Election buffet menu

Hors d’oeuvres: 6/order, $10

Crispy mac and cheese

Jalapeno poppers

Mozzarella Stix

Vegetarian empanadas

Lemon grass Chicken potstickers

Green chile/black bean chicken burritos (3/order)

Buffet: $20 -- for all you can stomach, like the debate

The Ruler of all: Caesar salad

Fishy debate facts: Cod fillets

Stake your claim: Flat iron steak

Cous Cous

Mashed potato cakes

Moroccan Ratatouille

Dessert

Partisan cookies


The Reliable Source Presidential Cocktail Menu

Democrats

Daiquiri (John F. Kennedy) $8

President John F. Kennedy (1961-63) sipped Daiquiris on the evening of Election Day, 1960, watching the returns and coming to learn he’d become the 35th President of the United States. Also, according to the memoir of his former intern Mimi Alford, Kennedy’s staffer David Powers plied Alford with Daiquiris so Kennedy could more easily seduce her.


Dry Gin Martini (Franklin Delano Roosevelt) $8

Franklin D. Roosevelt (1933-45) loved a good dry Martini, as did his chief World War II ally, Winston Churchill. Unfortunately, when FDR served one to Russian dictator Josef Stalin at the Yalta Peace Conference, Stalin claimed it was “cold on the stomach.” FDR used to work until around 7:15, then would commence cocktail hour in the “Oval Study,” as it was then known. According to his wife Eleanor , “If truth be known, Franklin used to make the most terrible Martinis. ... However, people drank them with zest because he had made them.”

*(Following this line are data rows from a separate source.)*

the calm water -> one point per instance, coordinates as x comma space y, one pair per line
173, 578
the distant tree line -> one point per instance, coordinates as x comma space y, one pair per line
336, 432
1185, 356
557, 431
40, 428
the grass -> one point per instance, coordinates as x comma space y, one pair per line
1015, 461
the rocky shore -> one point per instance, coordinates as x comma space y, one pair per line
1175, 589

Old Fashioned (Harry Truman) $8

On April 12, 1945, Harry Truman (1945-53) was the newly-installed Vice President. He was sipping bourbon in Sam Rayburn’s office when he was urgently summoned to the White House. First Lady Eleanor informed Truman that President Roosevelt had died that morning in Warm Spring, GA, and Truman was now to become the 33d President. Flustered, Truman asked her “is there anything I can do for you?” She replied, “Is there anything we can do for you, you're the one in trouble now.” At the White House, Harry and his wife Bess loved their Old Fashioneds in the evenings, with as little sugar as possible.

Republicans

Dewars on the Rocks (James Garfield and Benjamin Harrison) $8

President James Garfield (1881) spent less than a year in office, but as an inauguration present, industrialist Andrew Carnegie sent a case of Dewar’s to the White House. Carnegie also sent the same present to Benjamin Harrison (1889-93), whose thank you note to Carnegie read: “It was nice of you to think of me as to needing a ‘brace’ this winter in dealing with congress.”

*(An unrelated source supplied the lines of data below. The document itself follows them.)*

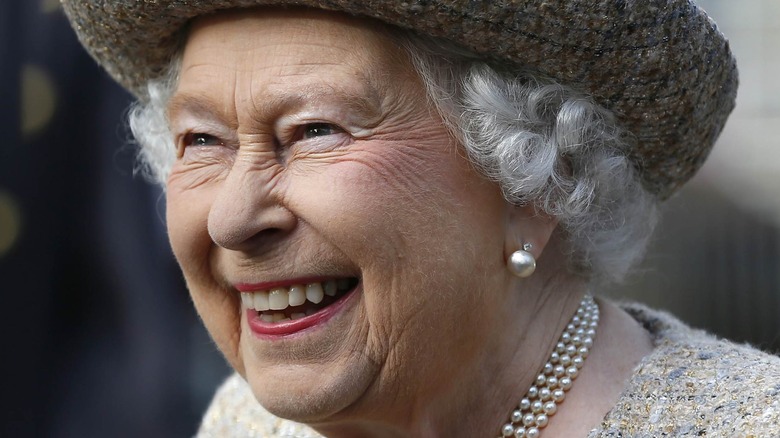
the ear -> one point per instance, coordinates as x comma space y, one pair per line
526, 224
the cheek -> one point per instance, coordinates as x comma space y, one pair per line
187, 216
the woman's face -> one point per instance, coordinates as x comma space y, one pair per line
309, 157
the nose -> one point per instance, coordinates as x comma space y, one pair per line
247, 213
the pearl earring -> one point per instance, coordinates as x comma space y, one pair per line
522, 263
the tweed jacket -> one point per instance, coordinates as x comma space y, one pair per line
691, 385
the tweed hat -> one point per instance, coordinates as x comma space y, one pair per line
661, 66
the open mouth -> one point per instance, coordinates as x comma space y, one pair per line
297, 301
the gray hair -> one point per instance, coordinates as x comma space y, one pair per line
543, 143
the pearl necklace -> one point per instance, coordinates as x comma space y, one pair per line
550, 386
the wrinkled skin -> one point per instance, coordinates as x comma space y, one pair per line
307, 148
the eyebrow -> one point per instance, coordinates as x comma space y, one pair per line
367, 103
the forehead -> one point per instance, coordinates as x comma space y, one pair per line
272, 47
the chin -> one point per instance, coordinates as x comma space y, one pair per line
314, 375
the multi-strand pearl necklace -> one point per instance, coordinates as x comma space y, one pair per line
550, 386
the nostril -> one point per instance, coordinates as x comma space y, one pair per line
251, 232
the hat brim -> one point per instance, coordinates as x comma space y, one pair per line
661, 66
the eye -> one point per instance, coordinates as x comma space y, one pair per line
319, 130
200, 139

The Gin & Tonic (Dwight David Eisenhower) $8

In his role as SHAEF (Supreme Headquarters, Allied Expeditionary Force), leading the Allied armies in the June, 1944 invasion of France, Ike came to spend a lot of time with his staffer, Kay Summersby, which (according to her memoir) led to a wartime romance. One warm afternoon, she and Ike enjoyed G&Ts in an English pub. “It was a gin and tonic kind of day. As we set there and sipped our drinks, the late-spring afternoon slipped into evening. The nightingales were singing.”

Mai Tai (Richard Milhous Nixon) $8

Richard Nixon (1969-74) loved Trader Vic’s, birthplace of the Mai Tai, and he would often sneak out of the White House to visit the Trader Vic’s at the corner of 16th and K Streets, NW (inside the Hilton Hotel). According to Wall Street Journal columnist Eric Felten, “the Mai Tai became something of the official drink of the Nixon presidency, much to the consternation of some.”